The Members also highlighted that the rule would make it harder for women to afford care at their trusted health care providers:

“Furthermore, this rule would continue to raise health care costs by forcing women to pay more for their trusted providers. Health insurance plans would not be required to maintain a robust provider network. These non-network plans would set a fixed payment for care. So, if a trusted provider charges above that rate, the enrollee must pay the difference out of pocket. Not only does this rule threaten the enrollee’s ability to stay with their trusted providers, they would have to calculate the exact charges they may incur. Placing this burden on the enrollee creates unnecessary red tape and leaves room for error. Overall, this rule forces two choices—pay more out of pocket to stay with a trusted provider or find a new one. When women believe they can access care without unexpected costs or network disruptions, they are more likely to seek preventive services and follow through with recommended treatment.”

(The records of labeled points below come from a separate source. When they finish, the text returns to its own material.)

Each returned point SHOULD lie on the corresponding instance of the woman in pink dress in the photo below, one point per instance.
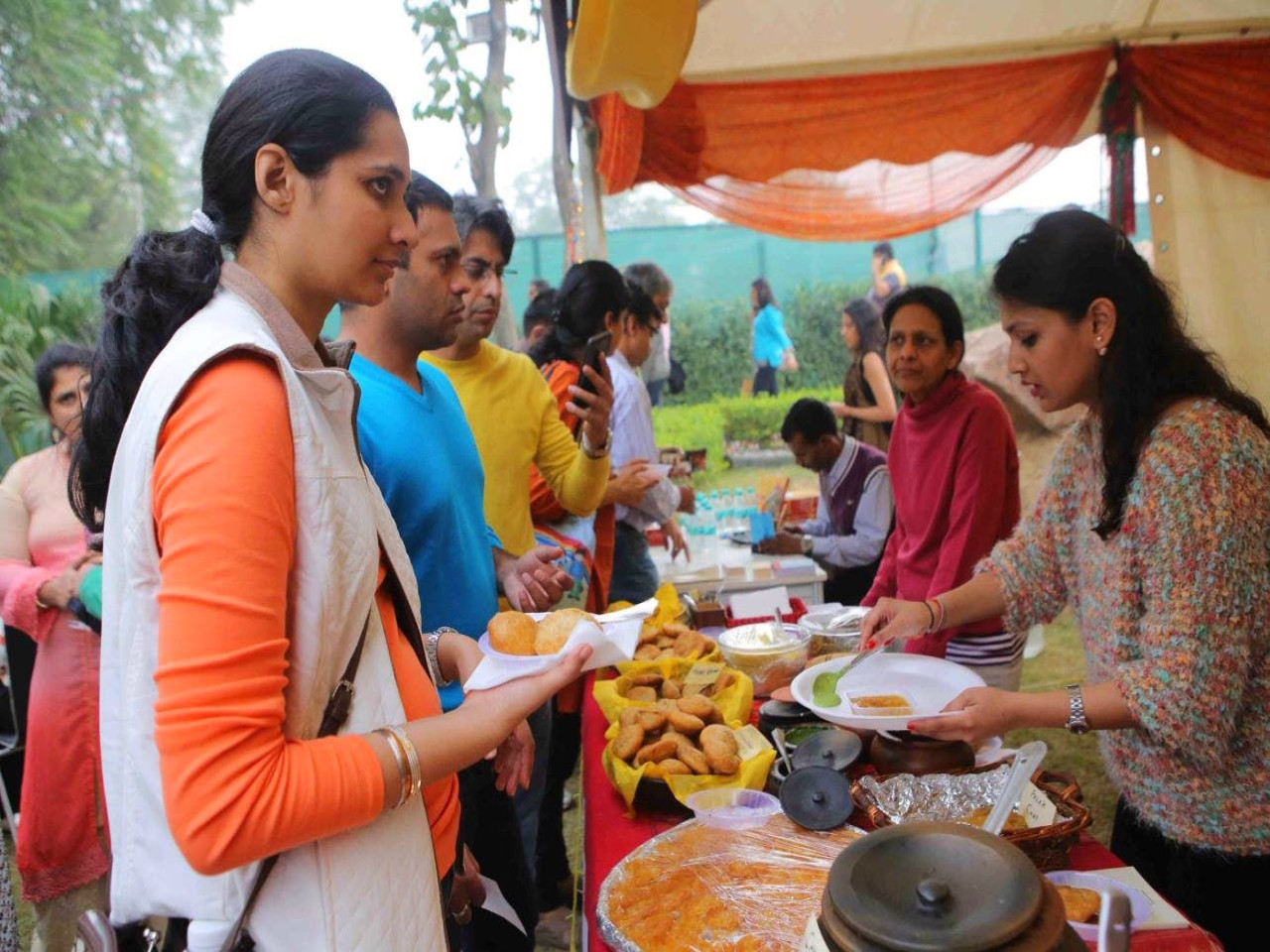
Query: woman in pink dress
(63, 852)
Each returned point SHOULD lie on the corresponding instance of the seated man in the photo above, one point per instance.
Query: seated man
(853, 516)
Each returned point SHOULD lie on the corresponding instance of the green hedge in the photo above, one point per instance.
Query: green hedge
(725, 419)
(711, 338)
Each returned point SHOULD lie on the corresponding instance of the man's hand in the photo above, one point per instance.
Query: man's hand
(781, 543)
(534, 583)
(513, 761)
(630, 483)
(675, 540)
(466, 892)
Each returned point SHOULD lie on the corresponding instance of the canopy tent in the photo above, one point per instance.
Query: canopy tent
(843, 119)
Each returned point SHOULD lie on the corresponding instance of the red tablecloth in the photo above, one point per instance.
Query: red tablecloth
(608, 835)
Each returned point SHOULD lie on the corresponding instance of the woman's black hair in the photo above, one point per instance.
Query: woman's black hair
(867, 321)
(313, 104)
(765, 293)
(935, 299)
(1066, 262)
(589, 291)
(56, 357)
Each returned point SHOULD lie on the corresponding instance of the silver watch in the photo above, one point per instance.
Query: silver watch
(430, 649)
(1076, 720)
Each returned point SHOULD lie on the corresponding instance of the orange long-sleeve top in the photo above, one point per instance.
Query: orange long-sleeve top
(235, 787)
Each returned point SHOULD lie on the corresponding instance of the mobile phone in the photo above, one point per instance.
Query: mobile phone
(595, 345)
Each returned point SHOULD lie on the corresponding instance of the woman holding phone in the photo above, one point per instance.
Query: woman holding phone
(252, 563)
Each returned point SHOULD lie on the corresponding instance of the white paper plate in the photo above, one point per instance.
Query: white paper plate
(613, 640)
(1139, 907)
(929, 682)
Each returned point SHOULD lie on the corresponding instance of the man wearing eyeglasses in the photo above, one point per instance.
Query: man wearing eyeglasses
(516, 422)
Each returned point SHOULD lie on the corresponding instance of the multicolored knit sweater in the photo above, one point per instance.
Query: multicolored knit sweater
(1174, 610)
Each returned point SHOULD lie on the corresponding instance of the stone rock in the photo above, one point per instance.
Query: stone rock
(987, 354)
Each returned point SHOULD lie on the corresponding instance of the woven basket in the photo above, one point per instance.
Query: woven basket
(1048, 847)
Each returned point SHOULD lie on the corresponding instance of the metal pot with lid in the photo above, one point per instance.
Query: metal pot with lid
(942, 888)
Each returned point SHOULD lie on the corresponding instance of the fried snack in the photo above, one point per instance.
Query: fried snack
(657, 751)
(1082, 905)
(719, 746)
(627, 742)
(512, 633)
(716, 890)
(672, 766)
(554, 630)
(651, 721)
(698, 706)
(677, 719)
(1015, 821)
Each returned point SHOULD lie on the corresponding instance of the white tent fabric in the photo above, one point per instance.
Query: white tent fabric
(746, 40)
(1210, 227)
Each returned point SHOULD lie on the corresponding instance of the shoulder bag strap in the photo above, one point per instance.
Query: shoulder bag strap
(338, 706)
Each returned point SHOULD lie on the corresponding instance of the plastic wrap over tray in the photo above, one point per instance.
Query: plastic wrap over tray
(697, 889)
(937, 796)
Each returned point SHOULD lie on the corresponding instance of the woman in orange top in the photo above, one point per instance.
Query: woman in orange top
(304, 173)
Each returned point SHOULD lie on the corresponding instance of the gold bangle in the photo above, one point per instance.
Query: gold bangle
(399, 756)
(412, 758)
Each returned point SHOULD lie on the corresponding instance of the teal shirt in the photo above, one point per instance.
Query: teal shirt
(770, 338)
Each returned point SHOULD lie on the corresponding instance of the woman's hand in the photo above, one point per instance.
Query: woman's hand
(458, 656)
(892, 619)
(630, 483)
(534, 583)
(513, 761)
(593, 409)
(59, 590)
(980, 714)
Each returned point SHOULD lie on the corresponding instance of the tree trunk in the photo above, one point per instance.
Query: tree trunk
(562, 122)
(483, 153)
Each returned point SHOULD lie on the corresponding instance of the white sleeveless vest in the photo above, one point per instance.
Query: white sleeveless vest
(373, 888)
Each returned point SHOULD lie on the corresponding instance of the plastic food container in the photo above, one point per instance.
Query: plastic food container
(733, 809)
(771, 656)
(829, 643)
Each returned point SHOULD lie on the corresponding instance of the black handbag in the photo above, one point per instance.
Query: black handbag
(94, 925)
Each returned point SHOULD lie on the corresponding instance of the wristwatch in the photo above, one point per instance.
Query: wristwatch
(1076, 720)
(430, 649)
(602, 449)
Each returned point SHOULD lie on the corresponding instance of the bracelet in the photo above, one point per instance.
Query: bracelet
(939, 622)
(412, 757)
(403, 770)
(926, 604)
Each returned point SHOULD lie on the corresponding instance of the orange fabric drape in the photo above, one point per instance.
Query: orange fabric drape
(849, 158)
(1214, 96)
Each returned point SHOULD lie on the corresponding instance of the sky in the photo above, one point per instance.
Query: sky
(376, 36)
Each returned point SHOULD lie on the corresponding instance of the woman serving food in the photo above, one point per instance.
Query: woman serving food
(1155, 529)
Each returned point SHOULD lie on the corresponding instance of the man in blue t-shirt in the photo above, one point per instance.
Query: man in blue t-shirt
(417, 443)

The Members concluded by demonstrating how the rule would threaten access to critical family planning care and how that care saves taxpayer dollars:

“Additionally, this rule would roll back the very requirement that is actively improving access to cost saving family planning care. [The law] requires that Essential Community Providers (ECPs) be included in Qualified Health Plan’s (QHP) networks… These providers are essential to the reproductive health safety net and play a critical role in advancing public health. ECPs make it possible for low-income and medically underserved people to access critical preventive services like cancer screenings and birth control, which improve their health and lives. Those preventive services, so often made possible by public funding, also play a key role in lowering long-term health care costs for patients and for taxpayers. Every dollar of public funding invested in family planning saves seven future taxpayer dollars.”